- Film poster
- Directed by: Jared Cohn
- Screenplay by: Jared Cohn Brian Perera
- Story by: Artimus Pyle
- Produced by: Brian Perera Yvonne Perera
- Starring: Ian Shultis Taylor Clift Samuel Kay Forrest Rich Dally III Neill Byrnes Anthony Rocco Bovo Mark Dippolito
- Production company: Cleopatra Entertainment
- Distributed by: Cleopatra Entertainment
- Release dates: February 18, 2020 (Hollywood Reel); June 30, 2020 (United States);
- Running time: 92 minutes
- Country: United States
- Language: English

= Street Survivors: The True Story of the Lynyrd Skynyrd Plane Crash =

American musical survival drama film directed by Jared Cohn

Street Survivors: The True Story of the Lynyrd Skynyrd Plane Crash is a 2020 American musical survival drama film directed by Jared Cohn and written by Cohn and Brian Perera. The film stars Ian Shultis, Taylor Clift, Samuel Kay Forrest, Rich Dally III, Neill Byrnes, Anthony Rocco Bovo and Mark Dippolito.

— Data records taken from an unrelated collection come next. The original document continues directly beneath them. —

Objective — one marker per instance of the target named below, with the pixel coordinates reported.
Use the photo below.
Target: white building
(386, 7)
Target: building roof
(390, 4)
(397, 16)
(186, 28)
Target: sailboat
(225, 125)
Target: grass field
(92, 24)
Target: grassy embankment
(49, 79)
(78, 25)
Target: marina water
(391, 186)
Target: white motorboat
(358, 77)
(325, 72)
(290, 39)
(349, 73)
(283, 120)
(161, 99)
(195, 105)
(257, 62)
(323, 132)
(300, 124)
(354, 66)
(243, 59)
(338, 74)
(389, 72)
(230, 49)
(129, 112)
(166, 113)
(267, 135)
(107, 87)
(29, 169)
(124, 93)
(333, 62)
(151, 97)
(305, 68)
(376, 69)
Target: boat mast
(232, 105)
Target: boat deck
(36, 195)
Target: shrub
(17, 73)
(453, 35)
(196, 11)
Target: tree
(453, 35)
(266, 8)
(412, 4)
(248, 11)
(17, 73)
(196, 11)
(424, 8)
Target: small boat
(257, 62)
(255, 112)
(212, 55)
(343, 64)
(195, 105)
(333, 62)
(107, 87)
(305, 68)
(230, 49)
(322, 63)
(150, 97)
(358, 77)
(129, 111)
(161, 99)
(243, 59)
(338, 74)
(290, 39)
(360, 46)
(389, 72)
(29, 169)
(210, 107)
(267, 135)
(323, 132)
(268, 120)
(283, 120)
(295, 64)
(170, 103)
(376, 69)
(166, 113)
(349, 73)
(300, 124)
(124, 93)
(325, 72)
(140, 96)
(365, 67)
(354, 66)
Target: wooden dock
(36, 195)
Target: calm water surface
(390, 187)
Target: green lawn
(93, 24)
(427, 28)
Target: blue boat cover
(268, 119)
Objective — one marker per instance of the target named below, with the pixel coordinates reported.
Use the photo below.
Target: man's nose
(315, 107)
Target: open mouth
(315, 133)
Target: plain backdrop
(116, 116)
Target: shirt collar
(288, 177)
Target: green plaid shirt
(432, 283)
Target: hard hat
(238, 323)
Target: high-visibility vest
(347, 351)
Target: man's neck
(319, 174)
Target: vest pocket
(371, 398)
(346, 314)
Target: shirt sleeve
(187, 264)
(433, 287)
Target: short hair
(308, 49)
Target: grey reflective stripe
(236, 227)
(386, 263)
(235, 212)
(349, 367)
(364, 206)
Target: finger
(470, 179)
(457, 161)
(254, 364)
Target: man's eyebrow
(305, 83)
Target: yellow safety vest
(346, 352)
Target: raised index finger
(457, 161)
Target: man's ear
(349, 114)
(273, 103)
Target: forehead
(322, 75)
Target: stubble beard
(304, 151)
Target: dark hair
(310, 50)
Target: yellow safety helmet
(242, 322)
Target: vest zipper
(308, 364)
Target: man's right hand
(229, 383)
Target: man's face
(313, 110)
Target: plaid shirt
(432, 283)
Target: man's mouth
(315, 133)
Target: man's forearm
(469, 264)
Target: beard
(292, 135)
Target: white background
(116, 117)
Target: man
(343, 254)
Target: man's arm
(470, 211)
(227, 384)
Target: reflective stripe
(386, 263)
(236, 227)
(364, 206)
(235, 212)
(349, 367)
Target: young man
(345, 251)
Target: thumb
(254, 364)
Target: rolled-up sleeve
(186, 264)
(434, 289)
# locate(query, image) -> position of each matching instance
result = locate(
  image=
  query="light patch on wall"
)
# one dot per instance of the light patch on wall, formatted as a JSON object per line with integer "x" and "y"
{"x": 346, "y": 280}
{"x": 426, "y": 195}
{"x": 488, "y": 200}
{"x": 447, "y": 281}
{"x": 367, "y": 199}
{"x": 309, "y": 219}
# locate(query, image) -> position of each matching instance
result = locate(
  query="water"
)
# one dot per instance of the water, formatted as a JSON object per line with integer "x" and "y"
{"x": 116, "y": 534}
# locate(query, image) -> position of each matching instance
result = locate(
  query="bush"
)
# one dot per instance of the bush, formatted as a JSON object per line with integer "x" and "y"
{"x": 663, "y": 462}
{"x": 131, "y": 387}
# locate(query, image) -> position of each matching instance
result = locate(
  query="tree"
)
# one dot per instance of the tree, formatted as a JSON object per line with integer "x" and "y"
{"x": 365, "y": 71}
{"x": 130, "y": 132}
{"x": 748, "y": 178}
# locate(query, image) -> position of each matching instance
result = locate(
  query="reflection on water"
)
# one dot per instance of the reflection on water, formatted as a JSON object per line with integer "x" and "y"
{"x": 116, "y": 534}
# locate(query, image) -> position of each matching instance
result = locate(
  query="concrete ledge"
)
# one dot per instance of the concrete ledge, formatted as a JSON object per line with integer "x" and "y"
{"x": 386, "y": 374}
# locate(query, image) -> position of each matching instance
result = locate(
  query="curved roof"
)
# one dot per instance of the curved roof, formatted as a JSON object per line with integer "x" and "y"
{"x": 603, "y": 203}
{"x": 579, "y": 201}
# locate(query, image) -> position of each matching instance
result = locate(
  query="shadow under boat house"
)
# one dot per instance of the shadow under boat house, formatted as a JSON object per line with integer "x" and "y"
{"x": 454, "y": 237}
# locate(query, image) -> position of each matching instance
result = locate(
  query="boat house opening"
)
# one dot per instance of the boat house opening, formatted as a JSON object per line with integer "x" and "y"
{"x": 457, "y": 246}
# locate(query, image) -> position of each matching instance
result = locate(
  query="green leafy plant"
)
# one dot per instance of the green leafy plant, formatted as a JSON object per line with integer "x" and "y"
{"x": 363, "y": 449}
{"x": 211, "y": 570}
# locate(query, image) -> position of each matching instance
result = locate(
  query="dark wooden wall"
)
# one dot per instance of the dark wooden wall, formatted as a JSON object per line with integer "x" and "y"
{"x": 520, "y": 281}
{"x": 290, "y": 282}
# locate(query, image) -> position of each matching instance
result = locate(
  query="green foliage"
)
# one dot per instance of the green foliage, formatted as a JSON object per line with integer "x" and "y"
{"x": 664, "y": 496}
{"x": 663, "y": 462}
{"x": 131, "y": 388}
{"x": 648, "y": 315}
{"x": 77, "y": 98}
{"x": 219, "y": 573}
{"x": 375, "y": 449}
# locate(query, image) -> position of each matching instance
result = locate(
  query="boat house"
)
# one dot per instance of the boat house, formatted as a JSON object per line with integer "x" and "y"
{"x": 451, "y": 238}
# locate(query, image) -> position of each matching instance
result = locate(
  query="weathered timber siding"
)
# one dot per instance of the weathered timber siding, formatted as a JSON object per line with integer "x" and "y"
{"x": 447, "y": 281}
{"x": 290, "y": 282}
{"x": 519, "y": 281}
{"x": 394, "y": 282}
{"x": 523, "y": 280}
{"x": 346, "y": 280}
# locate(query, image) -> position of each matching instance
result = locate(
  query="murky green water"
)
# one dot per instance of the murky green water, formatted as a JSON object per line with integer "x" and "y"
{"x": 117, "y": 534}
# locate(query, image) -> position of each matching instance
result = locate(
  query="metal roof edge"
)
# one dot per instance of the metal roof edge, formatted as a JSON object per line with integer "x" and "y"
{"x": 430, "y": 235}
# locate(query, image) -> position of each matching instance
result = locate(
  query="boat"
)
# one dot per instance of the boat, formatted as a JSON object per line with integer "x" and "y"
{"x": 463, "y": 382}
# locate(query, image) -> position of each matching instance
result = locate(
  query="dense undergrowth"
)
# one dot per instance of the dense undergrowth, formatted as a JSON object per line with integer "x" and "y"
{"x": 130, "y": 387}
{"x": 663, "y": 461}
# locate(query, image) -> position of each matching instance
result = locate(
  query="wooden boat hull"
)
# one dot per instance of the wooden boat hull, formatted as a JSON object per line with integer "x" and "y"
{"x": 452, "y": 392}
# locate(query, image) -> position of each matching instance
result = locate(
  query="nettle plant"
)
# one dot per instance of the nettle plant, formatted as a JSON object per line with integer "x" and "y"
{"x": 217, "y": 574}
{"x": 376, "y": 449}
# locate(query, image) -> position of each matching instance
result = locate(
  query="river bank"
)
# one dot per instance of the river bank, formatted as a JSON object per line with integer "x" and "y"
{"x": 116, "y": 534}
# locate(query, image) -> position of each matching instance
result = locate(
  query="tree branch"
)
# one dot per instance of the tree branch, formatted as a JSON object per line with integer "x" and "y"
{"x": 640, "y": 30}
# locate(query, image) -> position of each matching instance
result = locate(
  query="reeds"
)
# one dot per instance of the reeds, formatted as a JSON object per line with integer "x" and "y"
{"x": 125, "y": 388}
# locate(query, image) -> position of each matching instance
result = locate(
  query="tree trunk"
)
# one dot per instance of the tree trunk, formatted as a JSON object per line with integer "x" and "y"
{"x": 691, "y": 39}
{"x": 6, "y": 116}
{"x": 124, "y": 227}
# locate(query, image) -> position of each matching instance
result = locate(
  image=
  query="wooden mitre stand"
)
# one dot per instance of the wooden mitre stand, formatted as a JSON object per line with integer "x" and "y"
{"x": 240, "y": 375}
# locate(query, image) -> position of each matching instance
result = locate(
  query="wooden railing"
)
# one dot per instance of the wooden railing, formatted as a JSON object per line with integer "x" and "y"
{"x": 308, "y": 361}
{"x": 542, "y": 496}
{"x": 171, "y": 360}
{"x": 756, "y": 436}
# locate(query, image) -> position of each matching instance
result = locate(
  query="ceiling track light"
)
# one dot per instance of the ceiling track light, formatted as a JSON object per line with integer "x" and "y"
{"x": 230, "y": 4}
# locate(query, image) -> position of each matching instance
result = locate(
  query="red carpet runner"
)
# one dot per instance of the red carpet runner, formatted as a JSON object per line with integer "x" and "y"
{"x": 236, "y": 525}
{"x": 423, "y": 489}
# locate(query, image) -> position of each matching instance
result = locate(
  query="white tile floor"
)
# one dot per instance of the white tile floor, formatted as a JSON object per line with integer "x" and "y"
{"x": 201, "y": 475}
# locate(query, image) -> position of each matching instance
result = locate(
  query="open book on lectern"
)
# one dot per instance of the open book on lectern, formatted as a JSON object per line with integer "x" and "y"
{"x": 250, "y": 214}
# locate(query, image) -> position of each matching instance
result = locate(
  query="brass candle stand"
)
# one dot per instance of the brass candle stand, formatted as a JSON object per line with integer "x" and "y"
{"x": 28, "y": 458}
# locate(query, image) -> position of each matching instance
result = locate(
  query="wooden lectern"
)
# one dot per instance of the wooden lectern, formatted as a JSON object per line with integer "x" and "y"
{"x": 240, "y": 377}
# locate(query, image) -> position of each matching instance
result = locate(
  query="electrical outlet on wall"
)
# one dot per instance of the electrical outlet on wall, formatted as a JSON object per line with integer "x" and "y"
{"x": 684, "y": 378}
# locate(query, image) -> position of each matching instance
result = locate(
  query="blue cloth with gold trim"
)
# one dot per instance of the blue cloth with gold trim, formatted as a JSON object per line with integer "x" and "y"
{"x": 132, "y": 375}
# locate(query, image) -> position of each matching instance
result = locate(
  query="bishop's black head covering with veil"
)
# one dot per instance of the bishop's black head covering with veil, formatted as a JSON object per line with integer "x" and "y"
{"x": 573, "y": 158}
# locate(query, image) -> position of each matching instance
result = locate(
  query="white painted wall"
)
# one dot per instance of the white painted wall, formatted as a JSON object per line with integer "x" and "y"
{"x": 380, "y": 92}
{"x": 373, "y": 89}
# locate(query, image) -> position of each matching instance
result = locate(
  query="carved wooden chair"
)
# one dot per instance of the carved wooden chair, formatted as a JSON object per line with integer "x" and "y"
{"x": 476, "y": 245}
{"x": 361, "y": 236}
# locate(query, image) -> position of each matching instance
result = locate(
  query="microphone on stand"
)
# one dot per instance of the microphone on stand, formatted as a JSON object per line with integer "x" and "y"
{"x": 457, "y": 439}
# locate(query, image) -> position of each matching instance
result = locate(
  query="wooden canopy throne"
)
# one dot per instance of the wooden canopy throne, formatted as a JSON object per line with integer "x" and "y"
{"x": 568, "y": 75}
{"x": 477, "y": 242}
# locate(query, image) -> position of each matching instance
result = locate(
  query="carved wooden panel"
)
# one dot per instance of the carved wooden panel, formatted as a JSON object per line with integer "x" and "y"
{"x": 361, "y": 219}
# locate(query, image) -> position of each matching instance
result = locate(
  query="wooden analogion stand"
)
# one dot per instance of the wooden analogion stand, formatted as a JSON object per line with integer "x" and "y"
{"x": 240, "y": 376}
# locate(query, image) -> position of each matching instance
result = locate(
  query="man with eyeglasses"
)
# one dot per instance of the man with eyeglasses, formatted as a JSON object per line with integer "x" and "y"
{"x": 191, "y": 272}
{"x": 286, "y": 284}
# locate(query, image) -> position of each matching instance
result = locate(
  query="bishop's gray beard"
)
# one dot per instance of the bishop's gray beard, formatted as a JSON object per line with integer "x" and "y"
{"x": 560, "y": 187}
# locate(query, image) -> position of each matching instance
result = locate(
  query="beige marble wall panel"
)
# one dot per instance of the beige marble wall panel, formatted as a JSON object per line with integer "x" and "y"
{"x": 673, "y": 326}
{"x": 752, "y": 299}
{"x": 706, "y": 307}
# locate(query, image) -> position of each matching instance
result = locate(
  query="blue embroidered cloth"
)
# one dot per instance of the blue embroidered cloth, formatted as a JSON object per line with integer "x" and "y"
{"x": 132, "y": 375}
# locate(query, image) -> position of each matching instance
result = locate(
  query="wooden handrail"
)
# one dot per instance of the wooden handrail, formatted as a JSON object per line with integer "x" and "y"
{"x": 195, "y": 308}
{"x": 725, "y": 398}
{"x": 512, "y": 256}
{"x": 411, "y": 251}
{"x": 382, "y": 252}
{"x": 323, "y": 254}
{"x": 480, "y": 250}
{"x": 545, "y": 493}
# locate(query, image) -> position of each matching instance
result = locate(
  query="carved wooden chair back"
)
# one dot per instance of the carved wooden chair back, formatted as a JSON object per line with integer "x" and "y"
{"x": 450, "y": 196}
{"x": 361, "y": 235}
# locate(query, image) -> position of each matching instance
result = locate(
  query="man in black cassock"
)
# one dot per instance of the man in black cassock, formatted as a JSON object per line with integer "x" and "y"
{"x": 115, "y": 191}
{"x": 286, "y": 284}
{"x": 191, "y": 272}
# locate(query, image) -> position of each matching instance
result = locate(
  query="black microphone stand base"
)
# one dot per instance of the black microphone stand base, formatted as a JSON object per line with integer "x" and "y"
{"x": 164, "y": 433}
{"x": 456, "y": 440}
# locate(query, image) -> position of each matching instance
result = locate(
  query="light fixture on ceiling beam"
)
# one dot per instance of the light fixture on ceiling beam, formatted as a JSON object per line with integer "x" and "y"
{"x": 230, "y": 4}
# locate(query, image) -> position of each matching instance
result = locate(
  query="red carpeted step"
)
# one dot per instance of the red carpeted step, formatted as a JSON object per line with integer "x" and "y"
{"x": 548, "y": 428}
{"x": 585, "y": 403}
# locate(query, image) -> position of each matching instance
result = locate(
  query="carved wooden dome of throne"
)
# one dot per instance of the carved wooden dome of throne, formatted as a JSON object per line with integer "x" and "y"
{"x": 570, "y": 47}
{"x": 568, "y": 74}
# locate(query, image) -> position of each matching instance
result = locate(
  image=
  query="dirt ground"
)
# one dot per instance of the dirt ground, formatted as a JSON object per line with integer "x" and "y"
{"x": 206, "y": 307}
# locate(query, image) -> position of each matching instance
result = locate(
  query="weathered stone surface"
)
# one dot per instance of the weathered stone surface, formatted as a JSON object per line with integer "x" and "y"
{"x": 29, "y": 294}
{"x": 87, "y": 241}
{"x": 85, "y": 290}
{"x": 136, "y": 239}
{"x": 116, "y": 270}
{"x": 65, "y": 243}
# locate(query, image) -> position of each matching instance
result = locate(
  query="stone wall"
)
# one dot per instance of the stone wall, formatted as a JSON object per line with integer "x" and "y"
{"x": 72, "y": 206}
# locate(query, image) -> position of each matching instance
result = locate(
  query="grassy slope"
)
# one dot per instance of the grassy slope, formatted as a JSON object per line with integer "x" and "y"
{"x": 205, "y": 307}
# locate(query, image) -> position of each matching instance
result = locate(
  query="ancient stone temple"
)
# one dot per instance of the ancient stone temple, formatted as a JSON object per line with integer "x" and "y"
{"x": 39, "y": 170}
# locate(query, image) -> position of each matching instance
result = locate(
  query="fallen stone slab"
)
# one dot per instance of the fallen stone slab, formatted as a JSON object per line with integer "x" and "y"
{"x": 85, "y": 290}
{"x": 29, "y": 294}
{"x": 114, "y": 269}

The film premiered at the 2020 Hollywood Reel Independent Film Festival, and released on DVD, Blu-Ray, and video on demand on June 30, 2020.

== Cast ==
- Ian Shultis as Artimus Pyle
- Taylor Clift as Ronnie Van Zant
- Samuel Kay Forrest as Steve Gaines
- Rich Dally III as Allen Collins
- Sierra Intoccio as Leslie Hawkins
- Lelia Symington as Cassie Gaines
- Chris Peritore as Ed King
- Neill Byrnes as Steven Tyler
- Kelly Lynn Reiter as Margie
- Anthony Rocco Bovo as Joe Perry
- Keith Sutliff as Everett Farley
- Hudson Long as Billy Powell
- Nick Cairo as Leon Wilkeson
- David Roy Banks
- Sean McNabb as David Krebs
- Collin Lee Ellis as Kevin Elson
- Mark Dippolito as Ron Eckerman
- Anthony Jensen as Agent Wallace
- Alyssa Talbot as Nurse
- Marley Uribe as Emma the groupie
- Bill Devlin as Hotel Manager
- Julie Zimmer as JoJo Billingsley
- Navarone Garibaldi as Gary Rossington
- Jor-el Vaasborg as Hospital Worker

== Production ==
On June 23, 2016, it was reported that Cleopatra Entertainment was producing a biopic about the rock band, Lynyrd Skynyrd, whose plane crashed on October 20, 1977, killing three band members Ronnie Van Zant (Lead Vocals), Steve Gaines (Guitar), and Cassie Gaines (Backup Vocals), Dean Kilpatrick (assistant road manager) and the two pilots, when the tour plane ran out of fuel over Mississippi. Jared Cohn was to direct the film from his own and Brian Perera's script, based on the original story about the plane crash written by one of the band members, Artimus Pyle. On April 4, 2017, lead cast was announced, including Ian Shultis as Pyle, Taylor Clift as Ronnie Van Zant, Samuel Kay Forrest as Steve Gaines, Rich Dally III as Allen Collins, and Sean McNabb. On April 23, Neill Byrnes and Anthony Rocco Bovo were cast in the film to play Steven Tyler, and Joe Perry, respectively, while the other cast included Keith Sutliff, Hudson Long as Billy Powell, and Nick Cairo as Leon Wilkeson.

Principal photography on the film began on April 24, 2017, in Los Angeles.

Heirs of Ronnie Van Zant and Steve Gaines, as well as surviving band member Gary Rossington, filed a suit against Cleopatra Entertainment to prevent the usage of the Lynyrd Skynyrd name. On August 28, 2017, a United States District Court judge issued a court injunction, blocking production of the film. On October 10, 2018, a three-judge panel of the United States Circuit Court of Appeals for the Second Circuit in Manhattan overturned the previous injunction against Street Survivors.